Le Sénat vient d'adopter une proposition de loi qui pourrait amener les banques à justifier automatiquement leur choix de fermer un compte courant, voire à leur interdire les fermetures unilatérales dans certains cas. Un texte qui déplaît fortement au secteur bancaire. Il doit désormais passer l'obstacle de l'Assemblée nationale.

Les banques devront-elles bientôt se justifier lorsqu'elles décident unilatéralement de clôturer le compte courant d'un client ? Ce n'est pas le cas actuellement : elles sont uniquement soumises, sauf exception, au respect d'un délai de préavis de 2 mois.

Une proposition de loi, adoptée jeudi par le Sénat, ouvre la voie à une évolution dans le domaine. En séance publique, la chambre haute a même renforcé le texte déposé en avril dernier et déjà amendé, en juin, par la Commission des Finances.

Banques : vers une obligation de justifier les fermetures de comptes

Des fermetures interdites dans certains cas ?

Dans la version adoptée jeudi, l'information du client en cas de fermeture devient automatique, et non plus déclenchée à la demande du client éconduit. Une seule exception existe, lorsque cette information amène à contrevenir « aux objectifs de sécurité nationale ou de maintien de l'ordre public ». Une précision destinée à couvrir un cas de figure en particulier : les fermetures de compte liées à certaines obligations dans la lutte contre le blanchiment et le financement du terrorisme.

Le texte remanié interdit également à un établissement bancaire de clôturer le compte courant lorsque cette fermeture est uniquement motivée par l'absence de rentabilité du client, son refus d'accepter une modification de la convention de compte ou par des montants de retraits jugés trop importants.

Il étend enfin le délai de préavis à 4 mois pour les Français établis à l'étranger.

Un texte inapplicable selon les banques

Le texte est encore loin d'avoir terminé son voyage législatif. Il va désormais être examiné à l'Assemblée nationale, où il devrait susciter des réserves.

La proposition de loi rencontre également une forte opposition de la part des banques. La Fédération bancaire française récuse l'idée qu'il existe des fermetures de comptes abusives : « Les banques n'ont aucun intérêt à clôturer des comptes. [Lorsqu'elles le font], c'est dans le respect de la réglementation et du délai de préavis », explique l'organisation professionnelle.

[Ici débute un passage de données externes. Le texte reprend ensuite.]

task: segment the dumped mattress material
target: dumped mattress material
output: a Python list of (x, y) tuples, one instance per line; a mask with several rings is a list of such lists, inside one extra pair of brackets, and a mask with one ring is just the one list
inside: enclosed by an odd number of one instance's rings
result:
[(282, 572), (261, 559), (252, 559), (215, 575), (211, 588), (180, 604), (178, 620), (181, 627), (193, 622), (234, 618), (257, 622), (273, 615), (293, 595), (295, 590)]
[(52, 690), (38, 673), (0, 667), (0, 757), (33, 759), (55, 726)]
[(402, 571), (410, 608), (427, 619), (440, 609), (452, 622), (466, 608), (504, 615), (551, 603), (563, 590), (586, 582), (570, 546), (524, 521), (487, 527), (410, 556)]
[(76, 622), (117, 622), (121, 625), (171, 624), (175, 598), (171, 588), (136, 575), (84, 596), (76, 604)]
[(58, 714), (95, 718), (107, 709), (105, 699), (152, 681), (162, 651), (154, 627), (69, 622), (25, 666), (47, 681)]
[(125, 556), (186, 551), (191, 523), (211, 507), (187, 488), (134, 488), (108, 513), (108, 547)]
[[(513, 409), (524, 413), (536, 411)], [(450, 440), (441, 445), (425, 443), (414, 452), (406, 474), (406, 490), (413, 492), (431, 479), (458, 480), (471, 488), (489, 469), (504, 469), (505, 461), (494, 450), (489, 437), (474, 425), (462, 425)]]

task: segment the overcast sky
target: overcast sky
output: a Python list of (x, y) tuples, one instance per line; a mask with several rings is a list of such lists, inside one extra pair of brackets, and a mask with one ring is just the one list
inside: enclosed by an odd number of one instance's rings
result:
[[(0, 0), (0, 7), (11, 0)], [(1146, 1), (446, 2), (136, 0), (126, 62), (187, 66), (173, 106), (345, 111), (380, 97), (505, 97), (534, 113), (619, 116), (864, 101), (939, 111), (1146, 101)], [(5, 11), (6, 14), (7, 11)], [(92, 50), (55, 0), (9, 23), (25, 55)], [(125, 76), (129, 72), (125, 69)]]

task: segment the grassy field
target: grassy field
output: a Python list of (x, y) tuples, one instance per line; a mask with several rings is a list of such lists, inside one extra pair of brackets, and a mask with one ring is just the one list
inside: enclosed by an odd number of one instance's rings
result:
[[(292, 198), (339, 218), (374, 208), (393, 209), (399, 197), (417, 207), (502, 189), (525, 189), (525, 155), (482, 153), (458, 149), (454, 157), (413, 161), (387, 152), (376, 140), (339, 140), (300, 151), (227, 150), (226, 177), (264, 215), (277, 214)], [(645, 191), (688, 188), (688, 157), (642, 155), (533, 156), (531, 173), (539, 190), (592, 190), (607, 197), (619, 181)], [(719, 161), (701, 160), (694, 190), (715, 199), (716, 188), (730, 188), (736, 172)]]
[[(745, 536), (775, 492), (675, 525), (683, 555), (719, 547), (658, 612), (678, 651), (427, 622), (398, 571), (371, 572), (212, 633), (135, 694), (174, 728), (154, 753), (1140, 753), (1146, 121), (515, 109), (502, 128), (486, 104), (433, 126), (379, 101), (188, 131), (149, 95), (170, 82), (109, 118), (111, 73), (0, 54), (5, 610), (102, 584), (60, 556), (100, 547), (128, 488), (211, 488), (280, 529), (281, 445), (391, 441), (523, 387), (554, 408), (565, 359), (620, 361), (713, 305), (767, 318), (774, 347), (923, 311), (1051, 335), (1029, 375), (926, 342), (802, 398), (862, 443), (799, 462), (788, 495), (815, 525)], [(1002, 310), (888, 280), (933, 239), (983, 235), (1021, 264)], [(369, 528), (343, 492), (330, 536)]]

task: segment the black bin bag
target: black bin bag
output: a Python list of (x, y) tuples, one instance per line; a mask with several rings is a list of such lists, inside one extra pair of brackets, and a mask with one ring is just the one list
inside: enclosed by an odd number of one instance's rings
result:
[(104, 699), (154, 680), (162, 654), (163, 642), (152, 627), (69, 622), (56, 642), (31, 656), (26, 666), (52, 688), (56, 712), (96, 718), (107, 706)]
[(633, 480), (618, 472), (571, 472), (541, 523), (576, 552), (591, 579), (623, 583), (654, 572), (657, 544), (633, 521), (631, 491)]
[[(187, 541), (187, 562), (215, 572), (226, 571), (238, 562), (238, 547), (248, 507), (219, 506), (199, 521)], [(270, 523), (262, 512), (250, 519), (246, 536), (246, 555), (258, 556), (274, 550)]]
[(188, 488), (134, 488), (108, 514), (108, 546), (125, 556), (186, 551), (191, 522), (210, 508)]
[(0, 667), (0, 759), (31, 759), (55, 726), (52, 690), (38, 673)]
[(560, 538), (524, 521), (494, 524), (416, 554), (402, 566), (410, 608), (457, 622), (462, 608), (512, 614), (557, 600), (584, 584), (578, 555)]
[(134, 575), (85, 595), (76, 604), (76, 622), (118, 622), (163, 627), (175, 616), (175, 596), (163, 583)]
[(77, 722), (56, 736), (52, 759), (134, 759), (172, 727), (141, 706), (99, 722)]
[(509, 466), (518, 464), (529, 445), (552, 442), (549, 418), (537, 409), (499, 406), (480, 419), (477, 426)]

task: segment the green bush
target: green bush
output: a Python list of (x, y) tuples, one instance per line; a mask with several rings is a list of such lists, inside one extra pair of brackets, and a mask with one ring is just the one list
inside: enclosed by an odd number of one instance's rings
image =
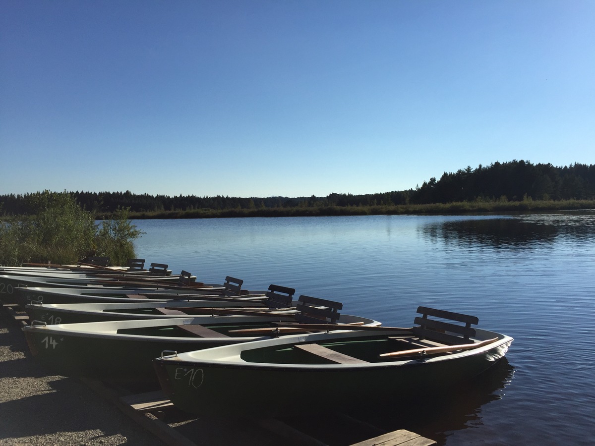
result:
[(111, 219), (104, 220), (95, 234), (95, 255), (109, 257), (112, 265), (126, 265), (136, 257), (132, 241), (142, 235), (128, 218), (130, 209), (118, 208)]
[(27, 196), (27, 215), (0, 222), (1, 265), (73, 264), (94, 256), (126, 265), (136, 256), (133, 240), (142, 233), (128, 221), (127, 210), (97, 225), (71, 193), (38, 192)]

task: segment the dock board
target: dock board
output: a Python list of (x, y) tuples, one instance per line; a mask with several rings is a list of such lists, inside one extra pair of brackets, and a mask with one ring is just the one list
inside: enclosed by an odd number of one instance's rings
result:
[(436, 442), (404, 429), (368, 438), (350, 446), (431, 446)]

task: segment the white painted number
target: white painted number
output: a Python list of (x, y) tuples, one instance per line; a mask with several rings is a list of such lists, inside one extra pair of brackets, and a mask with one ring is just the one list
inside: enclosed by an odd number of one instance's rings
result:
[(55, 340), (51, 336), (49, 337), (46, 336), (45, 338), (43, 338), (43, 339), (41, 340), (41, 343), (45, 344), (46, 348), (49, 348), (50, 346), (52, 346), (52, 348), (55, 348), (56, 345), (58, 344), (58, 343), (56, 341), (56, 340)]

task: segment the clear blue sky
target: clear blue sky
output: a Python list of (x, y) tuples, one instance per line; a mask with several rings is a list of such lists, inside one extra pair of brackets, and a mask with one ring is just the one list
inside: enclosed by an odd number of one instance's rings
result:
[(0, 194), (290, 197), (595, 164), (595, 1), (0, 2)]

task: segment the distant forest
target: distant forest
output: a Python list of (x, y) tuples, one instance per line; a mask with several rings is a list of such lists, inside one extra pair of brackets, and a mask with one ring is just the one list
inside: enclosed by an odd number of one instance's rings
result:
[[(444, 172), (439, 180), (431, 178), (415, 189), (353, 195), (331, 193), (326, 197), (268, 197), (240, 198), (180, 195), (152, 196), (126, 192), (72, 193), (87, 211), (108, 214), (118, 208), (132, 213), (163, 213), (199, 209), (253, 210), (328, 206), (390, 206), (464, 202), (521, 202), (527, 200), (595, 199), (595, 165), (575, 164), (564, 167), (513, 161), (468, 167)], [(0, 196), (0, 212), (5, 215), (29, 213), (27, 197)]]

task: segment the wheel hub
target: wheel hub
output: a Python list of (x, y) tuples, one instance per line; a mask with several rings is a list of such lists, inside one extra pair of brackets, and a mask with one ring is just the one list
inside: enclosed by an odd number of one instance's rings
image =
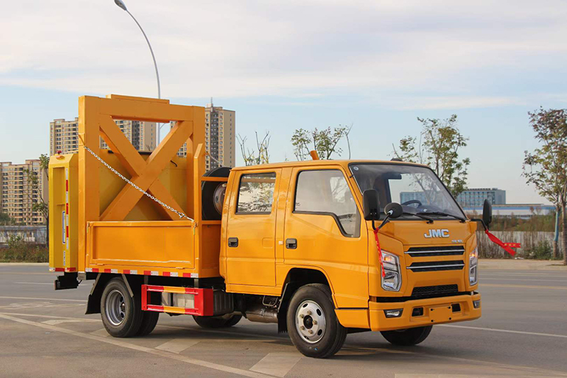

Elle estime aussi que la proposition de loi est incompatible avec une autre obligation : celle de cacher à un client l'existence d'une déclaration de soupçon à Tracfin, l'organe chargé de la lutte contre le blanchiment. « Si le collaborateur d'une banque donne les raisons de la clôture, a contrario, lorsqu'il ne la justifie pas, il sera aisé pour la personne dont le compte est fermé d'en déduire qu'il s'agit d'un motif lié à la lutte contre le blanchiment d'argent et le financement du terrorisme. La personne dont le compte est fermé sera ainsi alertée et pourra prendre les dispositions pour faire disparaître des éléments de preuve ».